Katie has compiled a list of 2015 poetry books for kids at The Logonauts. I'm a second round judge for the Cybils Award for Poetry, so I'm sure to be seeing many of this titles up close!
Okay, here are two lines that I love: "Blossoms of babies/Blinking their stories." What pictures they bring to mind! They're from the poem, "Handfuls," featured today by Little Willow at Bildungsroman.
If you've read the swap poem at Tabatha's blog, you'll enjoy comparing it to another poem inspired by Monet's poem. Liz Steinglass has it here, as well as an explanation of how Tabatha's gift poem evolved.
The Miss Rumphius Effect has a Lawrence Ferlinghetti poem, "I Am Waiting" originally published in 1958, but so well representative of the thoughts of many today!
Janet Squires looks at one of the dozens of books of poetry and art by Douglas Florian, Poetrees. His work is always unexpected.
Poetry For Children is full of poems and recommendations from Sylvia (and Janet). Today the featured poem is "Christmas Tree" by Joseph Bruchac.

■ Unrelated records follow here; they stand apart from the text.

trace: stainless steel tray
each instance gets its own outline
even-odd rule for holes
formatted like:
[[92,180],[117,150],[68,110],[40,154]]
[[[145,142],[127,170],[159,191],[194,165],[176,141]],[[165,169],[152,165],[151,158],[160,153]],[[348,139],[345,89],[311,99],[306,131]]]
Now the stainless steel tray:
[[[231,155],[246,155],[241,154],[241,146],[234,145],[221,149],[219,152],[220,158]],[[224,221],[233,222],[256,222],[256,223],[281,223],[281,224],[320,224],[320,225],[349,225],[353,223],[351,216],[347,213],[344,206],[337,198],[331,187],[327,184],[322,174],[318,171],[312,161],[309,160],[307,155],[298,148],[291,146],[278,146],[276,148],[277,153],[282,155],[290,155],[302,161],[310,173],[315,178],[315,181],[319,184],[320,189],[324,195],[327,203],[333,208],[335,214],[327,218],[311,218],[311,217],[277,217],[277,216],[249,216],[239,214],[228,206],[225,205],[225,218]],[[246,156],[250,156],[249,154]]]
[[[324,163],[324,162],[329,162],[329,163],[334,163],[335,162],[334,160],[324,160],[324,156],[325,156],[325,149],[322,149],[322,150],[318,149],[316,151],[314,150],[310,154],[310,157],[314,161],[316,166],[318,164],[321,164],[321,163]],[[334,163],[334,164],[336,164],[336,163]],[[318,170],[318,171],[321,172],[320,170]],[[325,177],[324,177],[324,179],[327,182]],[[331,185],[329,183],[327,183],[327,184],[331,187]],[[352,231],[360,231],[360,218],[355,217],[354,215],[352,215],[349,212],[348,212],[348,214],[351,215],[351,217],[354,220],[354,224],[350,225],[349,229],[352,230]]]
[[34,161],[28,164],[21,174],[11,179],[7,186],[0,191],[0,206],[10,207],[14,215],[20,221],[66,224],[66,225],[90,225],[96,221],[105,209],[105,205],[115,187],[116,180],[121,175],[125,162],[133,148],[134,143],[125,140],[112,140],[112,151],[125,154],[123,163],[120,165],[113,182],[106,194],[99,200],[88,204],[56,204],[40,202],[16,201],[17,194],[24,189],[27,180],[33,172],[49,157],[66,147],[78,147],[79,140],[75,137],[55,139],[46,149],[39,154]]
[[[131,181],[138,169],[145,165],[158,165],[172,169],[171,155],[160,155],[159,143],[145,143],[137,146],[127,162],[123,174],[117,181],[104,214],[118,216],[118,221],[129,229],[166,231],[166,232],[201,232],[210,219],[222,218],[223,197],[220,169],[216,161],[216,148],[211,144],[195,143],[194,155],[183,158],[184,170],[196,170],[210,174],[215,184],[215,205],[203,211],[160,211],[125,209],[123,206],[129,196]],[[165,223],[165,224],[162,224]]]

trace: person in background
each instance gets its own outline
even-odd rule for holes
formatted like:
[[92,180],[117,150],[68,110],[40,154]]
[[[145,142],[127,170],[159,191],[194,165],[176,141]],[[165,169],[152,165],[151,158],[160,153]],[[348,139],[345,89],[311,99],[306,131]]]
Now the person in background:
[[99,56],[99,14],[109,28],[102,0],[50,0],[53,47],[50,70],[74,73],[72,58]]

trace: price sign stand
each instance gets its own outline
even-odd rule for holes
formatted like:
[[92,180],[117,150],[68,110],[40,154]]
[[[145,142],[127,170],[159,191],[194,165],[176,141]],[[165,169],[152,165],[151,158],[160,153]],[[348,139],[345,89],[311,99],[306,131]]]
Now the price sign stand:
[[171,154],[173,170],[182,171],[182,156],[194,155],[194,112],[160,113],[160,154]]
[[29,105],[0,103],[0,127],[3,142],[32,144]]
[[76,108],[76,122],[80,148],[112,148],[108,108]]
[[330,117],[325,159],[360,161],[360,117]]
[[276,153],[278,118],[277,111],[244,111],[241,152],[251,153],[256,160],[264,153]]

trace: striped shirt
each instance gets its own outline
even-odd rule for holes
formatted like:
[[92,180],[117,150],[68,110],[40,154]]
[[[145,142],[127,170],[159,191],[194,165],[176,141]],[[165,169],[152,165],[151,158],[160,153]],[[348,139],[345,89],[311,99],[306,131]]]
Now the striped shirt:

Julie Larios shares a little poem by John Clare that is alive with winter birds. I delight in the joyful noises birds make despite winter weather.
Keri's recommending one of her work-related videos this week. It's a food-related parody of "The Night Before Christmas." Look for the elf who most looks like a script writer--that's Keri!
Karen Edmisten has a houseful of writers! She celebrates them by posting Richard Wilbur's much-loved poem, "The Writer."
Well, it's now after 1:00 PM and I've been at this since 7:00 AM, so...It's time for lunch, and a quick run to Christmas Tree shop for some gift bags I forgot to buy earlier. I hope there are some left that don't depict Spongebob or that are full of barely-glued-on glitter. I'll be back later to catch the stragglers. Please, if you noticed a link that doesn't work, or some boy-are-you-dumb errors, let me know!
I noticed Heidi from My Juicy Little Universe hasn't made an appearance, so I'm taking the liberty of adding her link. She has the words to "Deck the Halls" and a video of a madrigal version.
Here's a version that I like for its majestic cold-weather vibe:
Last, but not least, Amy at The Poem Farm treats us to a crunchy cookie treat! Angels are finding their way on many a blog this week! Some just happen to be edible.